Energy Transfer Equity to get $500 million facility alongside IPO

By Sara Rosenberg

New York, Jan. 26 - Energy Transfer Equity LP plans to obtain a new $500 million five-year revolving credit facility in connection with its initial public offering of common units, according to a 424A filed with the Securities and Exchange Commission Thursday.

Wachovia Bank is the administrative agent on the deal; Bank of America and Citicorp North America are co-syndication agents; BNP Paribas and The Royal Bank of Scotland are co-documentation agents; Credit Suisse, Deutsche Bank and UBS Loan Finance LLC are senior managing agents; and Fortis Capital Corp., Suntrust Bank, and Well Fargo Bank are managing agents.
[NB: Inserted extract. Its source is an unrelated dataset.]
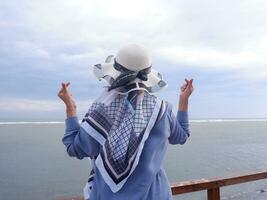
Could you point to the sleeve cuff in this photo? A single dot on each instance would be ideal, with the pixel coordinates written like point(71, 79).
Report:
point(72, 123)
point(182, 116)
The revolver will have a maximum unused fee of 50 basis points.

There is a $100 million accordion feature.

Financial covenants will include a maximum leverage ratio of 4.5:1.0 or 5.0:1.0 during a specified post-acquisition period, a maximum consolidated leverage ratio of 5.5:1.0, a minimum consolidated interest coverage ratio of 3.0:1.0 and a minimum value-to-loan ratio of 2.0:1.0.

Borrowings under the revolver, along with a portion of the proceeds from the common units IPO, will be used to repay the company's $600 million term loan in full.

Energy Transfer Equity is a Dallas-based company that acts as the general partner of Energy Transfer Partners, a propane company and operator of natural gas pipelines.